One night I was on ‘call’ and my first problem was at 9 pm. The Duty Officer called to alert me to the fact two Army men were at the guardroom, injured. I opened up the SSQ and waited for them. Both men had injuries. They had been on night manoeuvres and had fallen in the dark. They undressed and I examined them. One had difficulty breathing so I diagnosed a fractured rib. The other man had the same problem but head scratches and a bloody nose.
As I was dressing their wounds and binding their ribs two more men showed up! At that point, I called the other two medics on camp with an urgent tannoy (public address system) message and they also arrived to assist me. We sent them by ambulance to RAF Wroughton Hospital.
After our marriage, John decided to change trades and become an Air Cartographer, so he was posted to RAF Northolt to learn his trade. I tried for a posting there, but no luck. However, I did get a posting to RAF Uxbridge in the SSQ in the same area. So here we were, John at RAF Northolt and me at RAF Uxbridge! Once again we hunted for accommodation and a few months later, found a bed-sitter in Uxbridge for rent.
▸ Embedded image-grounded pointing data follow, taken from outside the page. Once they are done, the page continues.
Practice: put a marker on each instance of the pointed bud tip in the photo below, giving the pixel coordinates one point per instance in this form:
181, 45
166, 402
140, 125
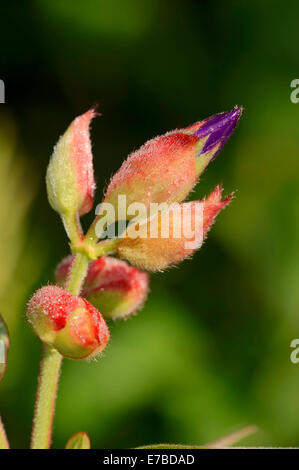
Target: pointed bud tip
217, 129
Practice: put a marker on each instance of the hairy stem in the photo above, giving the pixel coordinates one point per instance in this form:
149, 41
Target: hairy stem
45, 398
3, 439
50, 370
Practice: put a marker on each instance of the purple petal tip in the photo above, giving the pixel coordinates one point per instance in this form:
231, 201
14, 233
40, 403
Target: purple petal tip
219, 128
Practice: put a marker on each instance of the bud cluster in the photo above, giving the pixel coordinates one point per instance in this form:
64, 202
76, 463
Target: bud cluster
158, 229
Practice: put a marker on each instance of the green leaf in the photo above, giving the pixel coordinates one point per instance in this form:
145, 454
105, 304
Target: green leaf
80, 440
4, 345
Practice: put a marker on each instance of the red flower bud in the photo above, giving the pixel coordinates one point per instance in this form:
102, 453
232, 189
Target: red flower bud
68, 323
149, 247
162, 170
111, 285
166, 168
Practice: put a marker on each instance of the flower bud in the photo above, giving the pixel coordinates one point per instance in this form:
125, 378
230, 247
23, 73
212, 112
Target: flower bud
166, 168
68, 323
70, 179
111, 285
171, 235
216, 130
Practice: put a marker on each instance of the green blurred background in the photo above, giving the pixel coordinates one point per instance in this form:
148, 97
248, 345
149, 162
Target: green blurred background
210, 352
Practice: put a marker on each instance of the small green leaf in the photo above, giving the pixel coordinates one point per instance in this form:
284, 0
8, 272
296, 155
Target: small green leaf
4, 345
80, 440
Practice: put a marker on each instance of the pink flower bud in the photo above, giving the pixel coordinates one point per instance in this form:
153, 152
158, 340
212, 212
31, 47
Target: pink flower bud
70, 179
166, 168
111, 285
68, 323
154, 250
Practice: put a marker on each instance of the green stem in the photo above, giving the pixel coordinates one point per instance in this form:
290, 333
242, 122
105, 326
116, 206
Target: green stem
3, 439
78, 273
50, 370
45, 398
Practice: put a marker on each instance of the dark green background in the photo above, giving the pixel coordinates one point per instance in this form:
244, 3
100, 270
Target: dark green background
210, 352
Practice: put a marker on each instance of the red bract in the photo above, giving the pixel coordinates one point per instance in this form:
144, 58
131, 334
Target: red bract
111, 285
149, 247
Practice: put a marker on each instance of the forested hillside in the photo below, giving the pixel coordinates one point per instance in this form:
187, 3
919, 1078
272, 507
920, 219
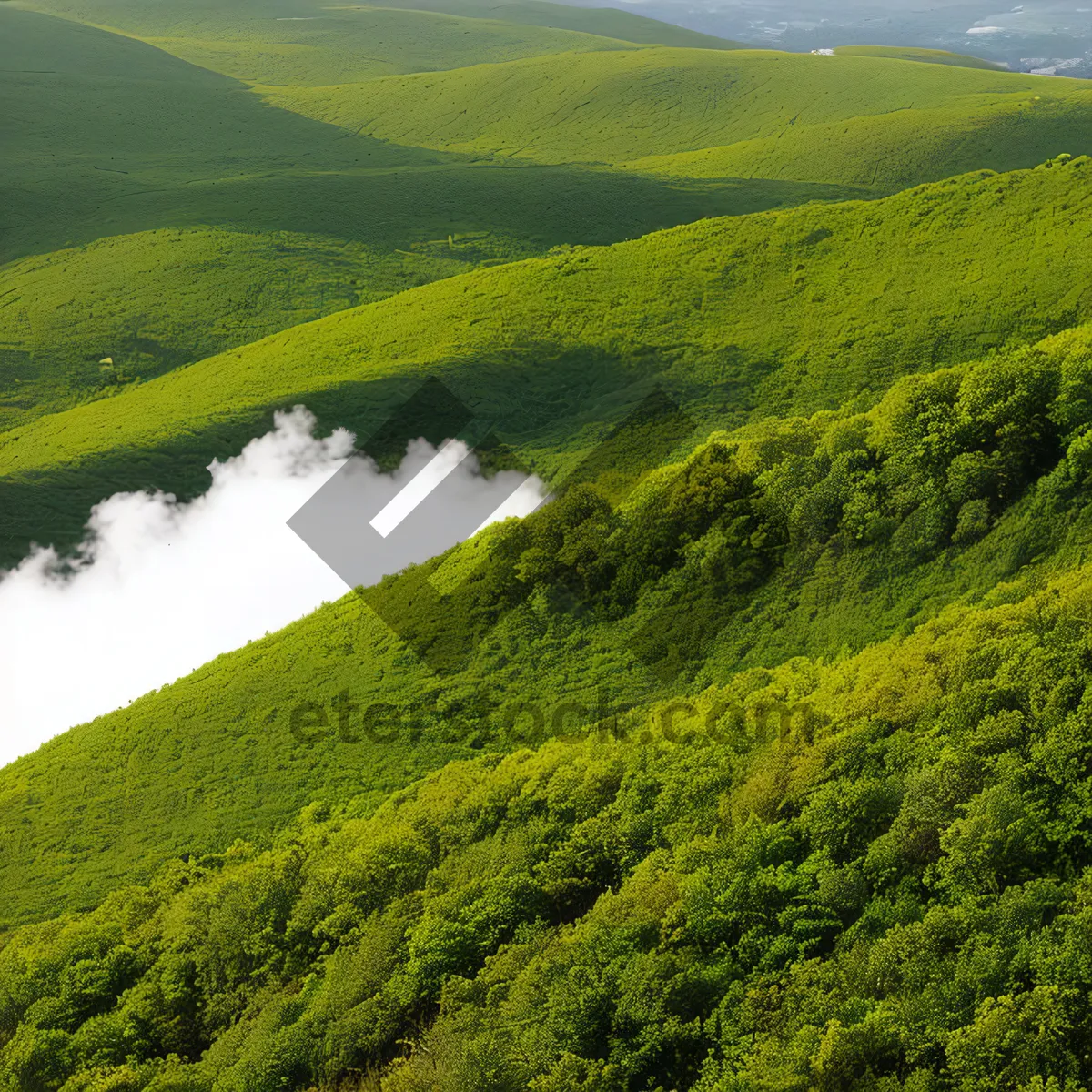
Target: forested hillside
760, 756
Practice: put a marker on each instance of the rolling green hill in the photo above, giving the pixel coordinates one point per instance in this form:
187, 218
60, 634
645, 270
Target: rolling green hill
109, 139
273, 43
874, 856
757, 760
147, 303
277, 42
923, 56
778, 312
855, 120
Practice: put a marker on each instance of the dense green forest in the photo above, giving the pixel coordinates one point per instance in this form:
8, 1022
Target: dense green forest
760, 757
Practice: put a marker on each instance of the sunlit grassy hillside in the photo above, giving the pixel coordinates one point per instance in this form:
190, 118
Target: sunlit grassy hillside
90, 320
309, 43
782, 311
856, 120
923, 56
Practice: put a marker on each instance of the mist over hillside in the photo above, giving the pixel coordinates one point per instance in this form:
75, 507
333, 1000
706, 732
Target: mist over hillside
1038, 35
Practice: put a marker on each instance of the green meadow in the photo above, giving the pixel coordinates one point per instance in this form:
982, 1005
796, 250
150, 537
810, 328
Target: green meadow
760, 757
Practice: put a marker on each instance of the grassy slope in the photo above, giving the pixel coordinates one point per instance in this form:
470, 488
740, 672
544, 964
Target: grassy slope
581, 108
923, 56
159, 299
212, 758
782, 311
289, 43
610, 22
223, 734
107, 136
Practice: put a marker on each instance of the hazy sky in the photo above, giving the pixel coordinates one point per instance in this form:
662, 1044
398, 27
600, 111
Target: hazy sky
1038, 31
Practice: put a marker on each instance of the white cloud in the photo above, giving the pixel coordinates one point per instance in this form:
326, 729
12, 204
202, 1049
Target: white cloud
159, 588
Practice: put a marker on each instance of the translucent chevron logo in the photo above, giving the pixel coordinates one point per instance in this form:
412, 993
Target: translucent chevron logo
366, 524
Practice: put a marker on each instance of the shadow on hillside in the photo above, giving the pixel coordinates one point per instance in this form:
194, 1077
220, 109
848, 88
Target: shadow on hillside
551, 404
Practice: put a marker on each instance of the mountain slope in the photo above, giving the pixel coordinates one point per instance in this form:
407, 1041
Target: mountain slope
157, 300
856, 867
311, 43
786, 539
786, 311
923, 56
625, 106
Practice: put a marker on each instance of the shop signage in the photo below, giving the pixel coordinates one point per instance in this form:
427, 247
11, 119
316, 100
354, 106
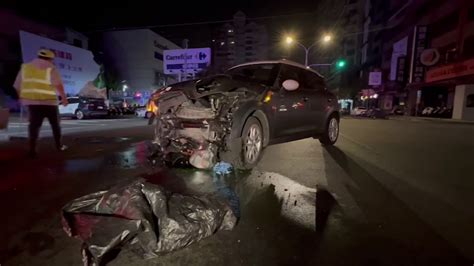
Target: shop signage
401, 65
430, 57
375, 78
451, 71
178, 60
76, 65
419, 45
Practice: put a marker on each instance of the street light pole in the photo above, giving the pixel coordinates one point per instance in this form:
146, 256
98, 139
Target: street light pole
306, 52
290, 40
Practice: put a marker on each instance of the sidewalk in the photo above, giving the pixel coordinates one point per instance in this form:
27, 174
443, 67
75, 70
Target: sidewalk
431, 119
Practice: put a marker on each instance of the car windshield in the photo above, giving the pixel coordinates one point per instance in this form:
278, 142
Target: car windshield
260, 73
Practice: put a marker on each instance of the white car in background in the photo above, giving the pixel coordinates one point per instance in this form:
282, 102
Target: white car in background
81, 107
358, 111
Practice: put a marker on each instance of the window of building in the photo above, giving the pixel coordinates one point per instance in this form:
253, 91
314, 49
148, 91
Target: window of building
471, 14
349, 42
470, 100
77, 43
378, 36
159, 56
468, 49
444, 25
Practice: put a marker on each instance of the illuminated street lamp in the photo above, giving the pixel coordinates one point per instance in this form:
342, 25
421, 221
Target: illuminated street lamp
290, 40
327, 38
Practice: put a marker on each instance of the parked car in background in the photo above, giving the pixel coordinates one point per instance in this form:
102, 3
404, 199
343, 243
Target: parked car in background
82, 107
359, 111
120, 107
233, 116
398, 110
143, 112
376, 113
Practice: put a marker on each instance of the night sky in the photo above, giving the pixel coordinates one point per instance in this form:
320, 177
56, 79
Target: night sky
90, 15
306, 18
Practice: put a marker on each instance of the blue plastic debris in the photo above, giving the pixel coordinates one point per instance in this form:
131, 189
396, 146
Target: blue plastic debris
222, 168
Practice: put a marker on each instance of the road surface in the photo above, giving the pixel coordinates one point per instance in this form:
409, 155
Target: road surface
389, 193
19, 128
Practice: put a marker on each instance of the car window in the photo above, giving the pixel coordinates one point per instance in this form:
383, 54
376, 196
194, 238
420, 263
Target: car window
312, 81
73, 100
261, 73
304, 77
289, 72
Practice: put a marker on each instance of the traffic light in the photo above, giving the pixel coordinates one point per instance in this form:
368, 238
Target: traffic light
340, 64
Now, John was ‘of age’ for married quarters and entitled to payment of the rent until we could get a married quarter home at RAF Northolt. I finished my 6 happy, enjoyable years in the WRAF and found a job at a doctors office in the area until I became pregnant with the birth of our first son. This year we have been married 52 years.
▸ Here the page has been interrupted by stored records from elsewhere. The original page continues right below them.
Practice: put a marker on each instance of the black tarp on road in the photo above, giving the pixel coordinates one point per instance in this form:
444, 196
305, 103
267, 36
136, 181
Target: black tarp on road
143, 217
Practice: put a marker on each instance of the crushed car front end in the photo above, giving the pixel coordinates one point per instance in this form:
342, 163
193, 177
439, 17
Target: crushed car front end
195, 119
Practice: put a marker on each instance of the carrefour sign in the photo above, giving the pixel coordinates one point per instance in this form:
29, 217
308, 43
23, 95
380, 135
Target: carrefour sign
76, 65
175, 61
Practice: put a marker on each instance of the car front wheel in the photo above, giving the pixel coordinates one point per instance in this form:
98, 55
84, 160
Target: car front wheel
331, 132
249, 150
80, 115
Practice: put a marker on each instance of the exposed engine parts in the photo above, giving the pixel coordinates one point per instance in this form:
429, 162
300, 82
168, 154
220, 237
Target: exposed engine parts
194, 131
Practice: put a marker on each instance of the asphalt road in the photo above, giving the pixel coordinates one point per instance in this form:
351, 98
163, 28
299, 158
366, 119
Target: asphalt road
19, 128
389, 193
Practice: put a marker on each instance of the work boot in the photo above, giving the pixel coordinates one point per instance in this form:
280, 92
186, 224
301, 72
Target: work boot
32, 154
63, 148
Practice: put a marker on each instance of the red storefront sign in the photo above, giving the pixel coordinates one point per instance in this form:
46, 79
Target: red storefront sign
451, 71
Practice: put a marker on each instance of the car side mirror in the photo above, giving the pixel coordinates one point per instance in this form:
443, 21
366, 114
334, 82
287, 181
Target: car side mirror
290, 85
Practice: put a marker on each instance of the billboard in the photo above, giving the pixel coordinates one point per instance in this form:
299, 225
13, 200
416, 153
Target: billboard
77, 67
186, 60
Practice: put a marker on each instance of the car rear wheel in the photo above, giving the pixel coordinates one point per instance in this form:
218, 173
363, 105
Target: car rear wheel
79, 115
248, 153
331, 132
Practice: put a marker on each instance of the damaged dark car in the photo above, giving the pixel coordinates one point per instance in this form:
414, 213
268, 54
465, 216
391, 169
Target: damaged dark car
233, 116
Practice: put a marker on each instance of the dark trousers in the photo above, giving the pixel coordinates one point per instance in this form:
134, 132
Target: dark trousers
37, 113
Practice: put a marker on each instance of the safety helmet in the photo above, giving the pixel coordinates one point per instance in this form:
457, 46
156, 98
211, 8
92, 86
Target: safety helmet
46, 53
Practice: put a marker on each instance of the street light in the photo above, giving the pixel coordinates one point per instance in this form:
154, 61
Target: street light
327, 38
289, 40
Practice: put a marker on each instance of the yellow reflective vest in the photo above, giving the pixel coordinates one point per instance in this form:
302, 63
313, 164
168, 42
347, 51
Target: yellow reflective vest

Post Script: When I told my family where I was to be posted, my Gramps told me, that in WW1, he had been at RAF Upavon for his training as an air gunner. However, HE was – in his own words – ‘under canvas’ What a coincidence!
 A Short History of RAF Upavon
The station motto was In Principio Et Semper, and translated from Latin means “In the Beginning and Always”. The station crest had a pterodactyl rising from rocks, which symbolised the station’s connection with the early days of flying, and was also a reference to the location of the station near to the ancient monument Stonehenge.
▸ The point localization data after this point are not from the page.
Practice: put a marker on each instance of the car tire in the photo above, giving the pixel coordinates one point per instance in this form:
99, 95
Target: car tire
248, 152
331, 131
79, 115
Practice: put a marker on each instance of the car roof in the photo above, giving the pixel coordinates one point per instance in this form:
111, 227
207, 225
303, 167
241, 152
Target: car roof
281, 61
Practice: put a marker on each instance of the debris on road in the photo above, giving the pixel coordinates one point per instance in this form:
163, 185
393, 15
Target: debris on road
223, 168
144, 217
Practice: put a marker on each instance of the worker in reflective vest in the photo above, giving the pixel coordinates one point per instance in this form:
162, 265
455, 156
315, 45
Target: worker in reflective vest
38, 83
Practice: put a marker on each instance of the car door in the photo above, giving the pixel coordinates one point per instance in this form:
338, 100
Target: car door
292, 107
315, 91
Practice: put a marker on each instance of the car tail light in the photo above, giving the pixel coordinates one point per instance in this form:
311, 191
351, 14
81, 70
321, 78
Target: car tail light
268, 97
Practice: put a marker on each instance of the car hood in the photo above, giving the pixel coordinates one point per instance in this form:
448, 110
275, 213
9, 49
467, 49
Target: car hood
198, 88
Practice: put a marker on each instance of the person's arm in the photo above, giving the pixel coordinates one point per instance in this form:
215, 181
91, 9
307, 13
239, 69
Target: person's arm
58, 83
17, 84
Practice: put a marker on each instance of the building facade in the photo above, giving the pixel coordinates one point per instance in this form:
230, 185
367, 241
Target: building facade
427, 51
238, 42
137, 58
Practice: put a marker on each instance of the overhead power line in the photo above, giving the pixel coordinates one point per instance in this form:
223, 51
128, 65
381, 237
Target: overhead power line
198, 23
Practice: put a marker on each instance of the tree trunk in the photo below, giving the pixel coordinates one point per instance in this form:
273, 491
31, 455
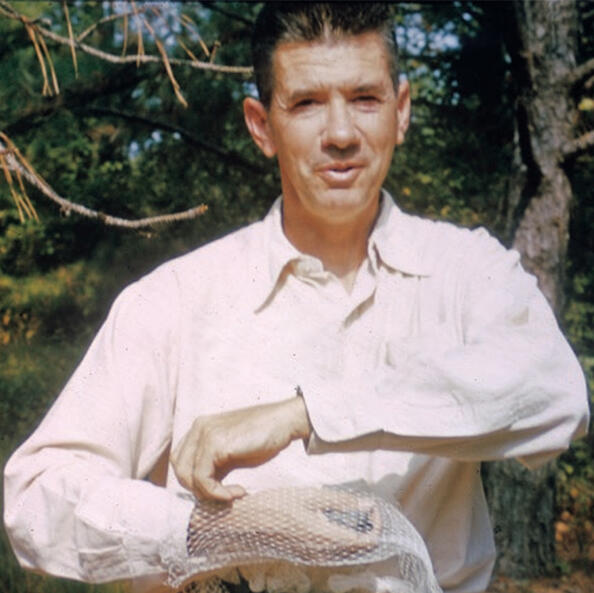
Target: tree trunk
542, 42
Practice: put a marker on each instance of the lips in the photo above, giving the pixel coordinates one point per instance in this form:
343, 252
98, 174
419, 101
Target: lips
340, 174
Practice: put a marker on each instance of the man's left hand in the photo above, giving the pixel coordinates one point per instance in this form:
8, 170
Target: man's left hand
217, 444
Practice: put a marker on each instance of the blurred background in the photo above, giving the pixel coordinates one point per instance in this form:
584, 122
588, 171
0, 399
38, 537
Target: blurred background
120, 111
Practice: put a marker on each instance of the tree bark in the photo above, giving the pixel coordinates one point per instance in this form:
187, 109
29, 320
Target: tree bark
542, 42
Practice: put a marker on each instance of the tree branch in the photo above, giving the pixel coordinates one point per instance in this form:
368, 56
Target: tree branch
579, 145
72, 97
17, 163
7, 10
582, 72
228, 156
232, 15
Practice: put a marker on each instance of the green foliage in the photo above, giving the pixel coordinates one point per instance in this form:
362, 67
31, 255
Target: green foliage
58, 275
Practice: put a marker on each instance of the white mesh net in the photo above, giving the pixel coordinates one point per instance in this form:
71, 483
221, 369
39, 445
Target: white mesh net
295, 539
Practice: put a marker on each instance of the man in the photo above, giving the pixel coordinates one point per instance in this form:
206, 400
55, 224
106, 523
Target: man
419, 348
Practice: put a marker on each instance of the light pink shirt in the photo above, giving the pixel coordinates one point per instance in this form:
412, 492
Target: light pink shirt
443, 355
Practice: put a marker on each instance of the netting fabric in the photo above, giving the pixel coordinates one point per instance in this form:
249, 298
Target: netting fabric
294, 539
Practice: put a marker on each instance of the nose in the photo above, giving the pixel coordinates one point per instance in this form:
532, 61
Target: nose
340, 130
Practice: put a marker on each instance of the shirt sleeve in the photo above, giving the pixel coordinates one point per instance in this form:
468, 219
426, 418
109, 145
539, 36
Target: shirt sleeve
76, 501
509, 386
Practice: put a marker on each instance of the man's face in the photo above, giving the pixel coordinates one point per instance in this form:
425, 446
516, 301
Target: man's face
333, 122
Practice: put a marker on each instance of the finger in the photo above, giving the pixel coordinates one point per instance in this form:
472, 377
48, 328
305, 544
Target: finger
211, 489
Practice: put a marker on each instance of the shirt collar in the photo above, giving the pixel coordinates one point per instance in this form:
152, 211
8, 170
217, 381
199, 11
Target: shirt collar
394, 242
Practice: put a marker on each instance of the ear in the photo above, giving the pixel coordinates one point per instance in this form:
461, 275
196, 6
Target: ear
256, 120
403, 109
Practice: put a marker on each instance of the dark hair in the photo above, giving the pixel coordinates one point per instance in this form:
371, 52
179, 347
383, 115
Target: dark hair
280, 22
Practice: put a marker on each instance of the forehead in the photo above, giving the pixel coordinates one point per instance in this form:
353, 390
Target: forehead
360, 60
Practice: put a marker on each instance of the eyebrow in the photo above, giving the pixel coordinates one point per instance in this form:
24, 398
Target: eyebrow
298, 94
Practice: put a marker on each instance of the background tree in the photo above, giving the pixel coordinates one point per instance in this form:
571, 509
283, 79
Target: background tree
118, 140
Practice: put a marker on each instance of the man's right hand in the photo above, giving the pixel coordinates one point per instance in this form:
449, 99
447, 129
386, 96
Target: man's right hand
215, 445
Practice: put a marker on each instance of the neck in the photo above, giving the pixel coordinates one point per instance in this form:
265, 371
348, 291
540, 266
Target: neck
340, 246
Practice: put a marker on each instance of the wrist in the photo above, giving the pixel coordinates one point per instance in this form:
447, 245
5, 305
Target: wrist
302, 426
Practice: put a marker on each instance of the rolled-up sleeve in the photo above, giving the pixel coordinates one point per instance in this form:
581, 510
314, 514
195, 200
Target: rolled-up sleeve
76, 503
508, 385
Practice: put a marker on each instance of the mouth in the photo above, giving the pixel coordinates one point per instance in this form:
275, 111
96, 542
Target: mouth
340, 174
Smaller camps such as these were fully functioning RAF Stations with small Medical Centres and a few beds plus an RAF Hospital nearby in case of emergencies. The nearest hospital to RAF Upavon was RAF Wroughton a Royal Air Force airfield near Wroughton, in Wiltshire, England, about 4 miles south of Swindon.
RAF stations in post-war England were many, and quite historical as most were built in the early 1900s. Unfortunately, most of them, have now closed or like my posting to RAF Upavon, taken over by the Army. The station opened in 1912 and closed in 1993 when it transferred to the British Army and became known as Trenchard Lines.
 A Short History of RAF Wroughton
RAF Hospital Wroughton was part of the station and stood near the eastern boundary of the site, about 1 1⁄2 miles (2.4 km) west of Chiseldon. The RAF General Hospital (as it was known) opened on 14 June 1941 and by the end of March 1944, its bed capacity was 1,000. Wroughton continued as a General Hospital treating military patients, and from 1958 took NHS (National Health Service) cases as well to relieve backlogs in the Swindon area. Following a visit to the hospital by Princess Alexandra on 4 July 1967, the Queen conferred the prefix “Princess Alexandra’s” on the hospital on 4 October 1967.
The hospital was the primary destination for returning casualties of the Falklands War in 1982. When the hostages from Beirut were released in August 1991, Wing Commander Gordon Turnbull, a psychiatrist based at Wroughton, with his team, debriefed John McCarthy, Terry Waite and Jackie Mann and provided the counselling necessary to ease them back into freedom. The hospital closed on 31 March 1996 as part of the Conservative Government’s defence cuts at the end of the cold war. The hospital was demolished in 2004 and the site, called Alexandra Park, used for housing and a conference centre; a memorial commemorates the former hospital.